Question 7

Whether the Letter of Pinnes for proving Arsenius to be alive was not feigned by Athanasius at the same time with the story of the dead man’s hand.

In all the times of the controversy about the Council of Tyre I cannot find that Athanasius or his friends pretended that Arsenius had been seen alive by any living witnesses.  The Councils of Alexandria, Rome, & Sardica knew nothing of any such witnesses. But afterwards, when Athanasius was condemned by all the world & so saw that the letter of Arsenius would not any longer support the beleif that Arsenius was alive, he put about a story amongst his credulous followers as if Arsenius himself in person had been found alive, first in Egypt with one Pinnes & then at Tyre, & tells the story of his first finding thus:

Now that Arsenius was hidden [by the Meletians] that they might make his murder more probable, his friends who were with him testified.  For in seeking him we found one of them who wrote to John (another actor in the same false accusation) the following Letter.

“To the beloved Brother John, Pinnes — a Presbyter of the house of Ptemengyris, which is in the Nome [ancient Egyptian administrative district] of Anteopolis — wishes health.  I would have you know that Athanasius sent his Deacon into Thebais to search all places for Arsenius. Pecysius the presbyter & Sylvanus the brother of Helias & Tapenacerameus & Paul the Monk of Hypseles being first found, confessed that Arsenius was with us. But when we had learnt that, we caused him to be put into a ship & carried down with Helias the Monk into the lower parts [of Egypt.]

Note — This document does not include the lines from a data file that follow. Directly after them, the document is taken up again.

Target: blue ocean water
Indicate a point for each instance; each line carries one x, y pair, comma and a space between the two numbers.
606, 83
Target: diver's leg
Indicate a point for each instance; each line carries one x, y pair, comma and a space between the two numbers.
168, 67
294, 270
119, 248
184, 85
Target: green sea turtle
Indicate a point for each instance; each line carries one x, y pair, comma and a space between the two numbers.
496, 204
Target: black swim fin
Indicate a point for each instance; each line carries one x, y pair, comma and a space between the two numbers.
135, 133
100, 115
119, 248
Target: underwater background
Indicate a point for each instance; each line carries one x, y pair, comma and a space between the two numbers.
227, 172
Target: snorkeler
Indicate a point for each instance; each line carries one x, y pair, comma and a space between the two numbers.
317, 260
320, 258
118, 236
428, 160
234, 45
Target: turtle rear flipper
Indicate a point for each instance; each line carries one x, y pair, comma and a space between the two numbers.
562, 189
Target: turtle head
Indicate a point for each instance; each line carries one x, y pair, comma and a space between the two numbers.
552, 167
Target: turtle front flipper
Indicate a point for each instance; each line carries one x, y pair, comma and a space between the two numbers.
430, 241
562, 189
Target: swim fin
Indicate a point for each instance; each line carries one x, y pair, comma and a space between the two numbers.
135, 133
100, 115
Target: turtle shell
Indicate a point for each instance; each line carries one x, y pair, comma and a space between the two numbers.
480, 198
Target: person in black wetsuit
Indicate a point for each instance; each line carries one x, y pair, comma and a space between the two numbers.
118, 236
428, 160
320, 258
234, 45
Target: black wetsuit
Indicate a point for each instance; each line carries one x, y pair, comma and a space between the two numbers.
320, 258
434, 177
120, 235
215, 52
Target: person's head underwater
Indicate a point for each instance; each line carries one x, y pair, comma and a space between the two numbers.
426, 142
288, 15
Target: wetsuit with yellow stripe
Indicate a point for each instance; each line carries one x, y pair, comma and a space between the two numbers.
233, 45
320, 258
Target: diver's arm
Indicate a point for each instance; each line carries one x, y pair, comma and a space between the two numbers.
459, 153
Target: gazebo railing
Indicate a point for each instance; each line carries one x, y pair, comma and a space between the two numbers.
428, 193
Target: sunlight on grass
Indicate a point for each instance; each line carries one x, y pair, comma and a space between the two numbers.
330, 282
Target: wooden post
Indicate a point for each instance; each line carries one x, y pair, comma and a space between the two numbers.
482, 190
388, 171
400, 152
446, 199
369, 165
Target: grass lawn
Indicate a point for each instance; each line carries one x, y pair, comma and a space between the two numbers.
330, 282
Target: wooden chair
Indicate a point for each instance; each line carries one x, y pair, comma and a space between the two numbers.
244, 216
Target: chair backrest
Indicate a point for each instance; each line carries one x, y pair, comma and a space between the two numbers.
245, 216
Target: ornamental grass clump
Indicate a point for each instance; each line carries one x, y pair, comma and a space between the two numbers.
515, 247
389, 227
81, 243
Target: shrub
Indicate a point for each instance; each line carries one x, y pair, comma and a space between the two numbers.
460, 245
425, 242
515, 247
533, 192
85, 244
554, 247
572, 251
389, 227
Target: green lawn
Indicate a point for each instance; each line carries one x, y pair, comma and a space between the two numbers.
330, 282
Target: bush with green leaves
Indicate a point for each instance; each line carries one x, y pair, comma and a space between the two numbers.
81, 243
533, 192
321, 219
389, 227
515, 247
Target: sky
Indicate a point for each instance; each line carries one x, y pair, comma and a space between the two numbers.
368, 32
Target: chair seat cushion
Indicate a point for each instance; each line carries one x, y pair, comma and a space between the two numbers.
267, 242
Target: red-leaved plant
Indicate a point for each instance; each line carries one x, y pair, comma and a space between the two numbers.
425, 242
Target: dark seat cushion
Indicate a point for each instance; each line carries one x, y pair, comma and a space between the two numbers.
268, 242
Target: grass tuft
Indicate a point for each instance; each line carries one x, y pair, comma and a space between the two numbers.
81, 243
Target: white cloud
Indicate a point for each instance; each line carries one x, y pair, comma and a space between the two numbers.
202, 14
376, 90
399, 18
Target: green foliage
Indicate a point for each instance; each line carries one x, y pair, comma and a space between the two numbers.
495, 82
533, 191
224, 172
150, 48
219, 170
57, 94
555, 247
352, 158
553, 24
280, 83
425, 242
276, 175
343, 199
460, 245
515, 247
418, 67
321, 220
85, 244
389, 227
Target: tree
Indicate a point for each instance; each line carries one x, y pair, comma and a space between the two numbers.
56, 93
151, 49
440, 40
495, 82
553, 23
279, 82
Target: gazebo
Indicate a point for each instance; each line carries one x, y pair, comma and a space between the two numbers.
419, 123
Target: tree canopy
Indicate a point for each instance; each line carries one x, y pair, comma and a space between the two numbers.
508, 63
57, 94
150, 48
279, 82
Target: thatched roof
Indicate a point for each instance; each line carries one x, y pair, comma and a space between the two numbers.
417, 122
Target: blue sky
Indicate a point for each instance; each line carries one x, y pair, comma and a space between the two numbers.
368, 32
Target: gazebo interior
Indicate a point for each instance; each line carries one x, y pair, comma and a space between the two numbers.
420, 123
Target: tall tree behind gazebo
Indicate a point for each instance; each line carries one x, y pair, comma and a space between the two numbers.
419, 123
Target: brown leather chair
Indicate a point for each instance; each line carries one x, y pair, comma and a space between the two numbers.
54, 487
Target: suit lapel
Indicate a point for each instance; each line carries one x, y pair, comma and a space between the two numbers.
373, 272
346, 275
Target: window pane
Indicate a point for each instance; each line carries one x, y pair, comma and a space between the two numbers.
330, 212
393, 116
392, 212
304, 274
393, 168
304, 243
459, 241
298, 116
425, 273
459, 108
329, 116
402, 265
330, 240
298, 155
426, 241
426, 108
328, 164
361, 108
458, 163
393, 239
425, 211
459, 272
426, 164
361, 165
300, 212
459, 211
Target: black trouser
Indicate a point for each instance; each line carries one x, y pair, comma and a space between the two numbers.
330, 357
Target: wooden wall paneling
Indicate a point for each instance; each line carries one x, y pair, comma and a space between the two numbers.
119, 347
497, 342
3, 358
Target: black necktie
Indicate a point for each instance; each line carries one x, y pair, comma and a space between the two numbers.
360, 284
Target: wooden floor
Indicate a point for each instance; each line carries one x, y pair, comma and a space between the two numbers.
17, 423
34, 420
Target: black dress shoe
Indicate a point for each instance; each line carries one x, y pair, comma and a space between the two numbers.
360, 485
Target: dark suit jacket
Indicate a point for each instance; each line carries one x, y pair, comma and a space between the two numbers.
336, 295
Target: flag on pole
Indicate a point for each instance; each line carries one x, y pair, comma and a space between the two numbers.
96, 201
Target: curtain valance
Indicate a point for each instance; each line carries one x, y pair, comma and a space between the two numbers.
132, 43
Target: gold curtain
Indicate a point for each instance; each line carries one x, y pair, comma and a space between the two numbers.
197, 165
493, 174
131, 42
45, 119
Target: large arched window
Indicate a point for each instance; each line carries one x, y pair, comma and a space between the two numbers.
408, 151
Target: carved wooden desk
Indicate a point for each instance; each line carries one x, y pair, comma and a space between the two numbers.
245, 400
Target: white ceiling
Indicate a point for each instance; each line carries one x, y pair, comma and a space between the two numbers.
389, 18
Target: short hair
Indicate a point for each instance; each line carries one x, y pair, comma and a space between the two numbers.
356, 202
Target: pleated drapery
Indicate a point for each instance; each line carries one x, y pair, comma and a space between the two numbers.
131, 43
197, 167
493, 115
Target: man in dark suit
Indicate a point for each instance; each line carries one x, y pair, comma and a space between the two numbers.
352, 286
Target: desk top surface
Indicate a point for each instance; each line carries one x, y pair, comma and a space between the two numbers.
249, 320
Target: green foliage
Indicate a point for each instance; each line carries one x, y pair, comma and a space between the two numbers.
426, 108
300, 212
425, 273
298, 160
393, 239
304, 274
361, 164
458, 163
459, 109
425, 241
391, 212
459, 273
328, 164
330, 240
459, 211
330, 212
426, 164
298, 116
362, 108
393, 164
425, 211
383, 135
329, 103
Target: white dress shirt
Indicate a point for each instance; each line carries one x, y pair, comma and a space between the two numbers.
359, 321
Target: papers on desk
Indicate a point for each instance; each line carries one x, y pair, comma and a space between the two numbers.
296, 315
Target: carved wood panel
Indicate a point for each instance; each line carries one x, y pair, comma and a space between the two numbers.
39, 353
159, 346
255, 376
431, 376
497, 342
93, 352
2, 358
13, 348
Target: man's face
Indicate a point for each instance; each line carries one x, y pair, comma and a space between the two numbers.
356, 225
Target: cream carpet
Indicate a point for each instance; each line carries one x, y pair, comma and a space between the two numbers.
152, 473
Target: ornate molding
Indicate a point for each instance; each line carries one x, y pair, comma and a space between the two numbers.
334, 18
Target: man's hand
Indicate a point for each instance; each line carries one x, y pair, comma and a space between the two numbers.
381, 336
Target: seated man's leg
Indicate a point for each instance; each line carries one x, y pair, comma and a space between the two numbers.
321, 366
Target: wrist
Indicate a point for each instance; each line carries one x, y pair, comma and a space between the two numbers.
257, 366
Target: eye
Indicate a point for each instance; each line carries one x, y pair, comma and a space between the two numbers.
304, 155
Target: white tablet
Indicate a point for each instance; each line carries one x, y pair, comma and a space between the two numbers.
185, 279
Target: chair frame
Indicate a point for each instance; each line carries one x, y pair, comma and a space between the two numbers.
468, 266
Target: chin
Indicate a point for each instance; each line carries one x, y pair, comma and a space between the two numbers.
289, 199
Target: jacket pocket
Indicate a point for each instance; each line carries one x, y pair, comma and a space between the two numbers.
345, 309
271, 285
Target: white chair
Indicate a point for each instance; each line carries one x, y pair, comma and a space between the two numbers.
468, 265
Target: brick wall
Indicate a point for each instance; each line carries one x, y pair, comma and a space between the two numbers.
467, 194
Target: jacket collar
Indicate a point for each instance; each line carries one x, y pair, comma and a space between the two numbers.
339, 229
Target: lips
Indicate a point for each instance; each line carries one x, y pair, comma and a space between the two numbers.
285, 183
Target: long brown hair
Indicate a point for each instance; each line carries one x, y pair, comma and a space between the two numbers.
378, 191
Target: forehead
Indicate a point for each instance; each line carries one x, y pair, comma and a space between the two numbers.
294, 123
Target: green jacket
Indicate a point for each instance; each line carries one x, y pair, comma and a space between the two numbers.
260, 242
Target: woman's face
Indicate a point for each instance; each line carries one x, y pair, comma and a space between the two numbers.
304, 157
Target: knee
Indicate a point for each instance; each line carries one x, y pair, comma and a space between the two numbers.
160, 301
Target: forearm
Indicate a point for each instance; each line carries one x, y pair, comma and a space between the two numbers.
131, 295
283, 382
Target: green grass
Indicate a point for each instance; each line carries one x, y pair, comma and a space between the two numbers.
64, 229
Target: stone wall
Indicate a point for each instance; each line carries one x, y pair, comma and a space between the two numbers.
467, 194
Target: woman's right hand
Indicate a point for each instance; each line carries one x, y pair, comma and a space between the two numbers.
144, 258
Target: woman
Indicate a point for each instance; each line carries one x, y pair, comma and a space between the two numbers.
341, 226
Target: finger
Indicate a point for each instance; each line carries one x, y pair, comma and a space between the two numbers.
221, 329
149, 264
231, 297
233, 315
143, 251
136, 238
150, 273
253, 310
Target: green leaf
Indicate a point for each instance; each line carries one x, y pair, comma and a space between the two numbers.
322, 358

“And soon after the Deacon with some others coming upon us went into our house & found him not, by reason that we had sent him, as was said, into the lower parts: But me & Helias the Monk who had conveyed him away they carried away with them to Alexandria & brought us before the governour & I could not deny but confessed that he lived & was not killed. The same thing also was confessed by the Monk who had carried him away. Wherefore, o Father I make known to you these things that you may not accuse Athanasius. For they said that he was alive & hidden with us & it was made known to all Egypt & cannot any longer be concealed. I, Paphnutius a Monk of the same house who have written this Epistle, salute you much. Farewell.”

Now the truth of this Epistle I suspect for these reasons.  First because Athanasius & his Friends knew nothing of this evidence in the Councils of Alexandria, Rome, & Sardica. So many living witnesses that Arsenius was alive & the proof thereof by some of those witnesses before the governour of Egypt, would have made a much greater noise in the Council of Tyre & afterwards than the single Letter of Arsenius: & yet Athanasius & his friends at that time insisted only upon the evidence of this Letter representing that Arsenius himself had showed, by his letter, that he was alive & intended no other evidence of his being alive, & complaining that the Council of Tyre had banished Athanasius notwithstanding that letter. This was all that Athanasius & his friends had then to allege, as we have showed out of the letter of the Council of Alexandria. [See the letter quoted in this section.]

And secondly I suspect the letter of Pinnes because it represents things contrary to what Athanasius & his friends did in the Letter of the Council of Alexandria. For here we are told that Arsenius at first lay hid in upper Egypt till the Deacon of Athanasius, upon search, discovered him & that he then retired into the lower Egypt & soon after, as Athanasius adds, wrote his famous Letter. 

But in the Letter of the Council of Alexandria we are told that the accusers of Athanasius were not ashamed to affirm him the murderer of one who was in a remote place divided from the Egyptians “by journeys both by sea & land, living in a region at that time unknown to all men,” & being hidden by them & translated as far as could be into another world until he made himself known by his letter.

And lastly, the stories of finding Arsenius first in Egypt & then at Tyre are of a kind, & were told by the same man at the same time, & therefore must stand or fall together.